After finding out that I had been seen after all, I watched more of the video. As it the ending came nearer, I was sure that nothing else of interest would happen. Just when I was considering stopping the video before the end, movement outside on the left side of the window became visible. 

A person walks into view, walks to where their view of me is in direct sight of them, and stops walking. They stand there looking at my exposed ass for much longer than I'd been looked at the first time. It can't be seen for sure if it's the same person twice or a different person seeing me the second time. There's no sign of the first person returning from right to left after seeing me the first time, but it's possible they did return without it being seen on the video.

Either way, whoever looked at me the second time made sure they got a good. long look at me. I tried to see if I could tell if they took any photos of me, but the resolution isn't high enough. The sun was still rising then too, and the brightness outside always becomes too much for the view outside to be seen on a camera. Even the eleven or so minutes between views of me, there was a big change in brightness.
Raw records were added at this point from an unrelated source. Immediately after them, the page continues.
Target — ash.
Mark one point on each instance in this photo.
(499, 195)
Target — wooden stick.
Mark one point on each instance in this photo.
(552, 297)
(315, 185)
The second viewer can easily be seen, but is much more difficult to see who it might be. 

So I was either seen humiliatingly exposed by two people eleven minutes apart, or by one person who got a good look the first time, but a much better, longer look the second time.

Being seen so definitely and in such a revealing and humiliating position does make me consider hesitating to continue such exposures. But I know I need to become more accustomed to being seen naked in such ways by random others. I want to get to where it gets easier to just accept that I will be or am being seen naked during nights, and to accept or learn to dismiss any humiliation that results from it. 

I know there will be times when the area outside has lots of activity at night, and I hope to be able to accept that exposure. I also know that there will be nights spent in some hotel or motel where the requirement to sleep exposed naked still applies. In the rooms in those places I will still have to be completely naked in bed, the lights will still have to remain on all night, all but the fitted sheet over the mattress must be removed out of reach and sight, and any drapes, curtains, or blinds must be open far enough to enable my exposure and viewing. 

During nights in those places I will absolutely be seen or watched naked just due to the amount of other people there and because of they will be coming and going often. In those places, foot traffic will occur right outside and people will be free to stand directly on the other side of the window glass and just look at me. Somehow I have to be able to accept that without moving away, trying to cover up, or becoming too anxious about it.

I know I'm not there yet, since I'm still in near-disbelief that I was seen two times within a short time, and that the viewer actually stood still for as long as they did to get a good look at my exposed ass. There's no doubt that whoever looked at me is going to keep looking any time my window is in their view, so I do need to accept being seen by them often.

It should be said that I don't think they looked at my raised ass because they liked seeing it. I think they were too amazed at what they were seeing that they couldn't help but look. They may have also been curious about why I was on display naked like I was at the time. It's possible that they enjoyed what they saw, or possible that they thought it was erotic in some way, but I do doubt that. The reason why anyone looks at me naked doesn't have any influence on the requirement for me to be exposed naked every night. 

I suppose that the only way to know if a viewer does enjoy what they're viewing of me is if they return often for another view and spend more time taking a good look. Whether or not they do, I am and always will be required to be there exposed naked.  

At least now there is some video proof of me actually being seen naked other than online.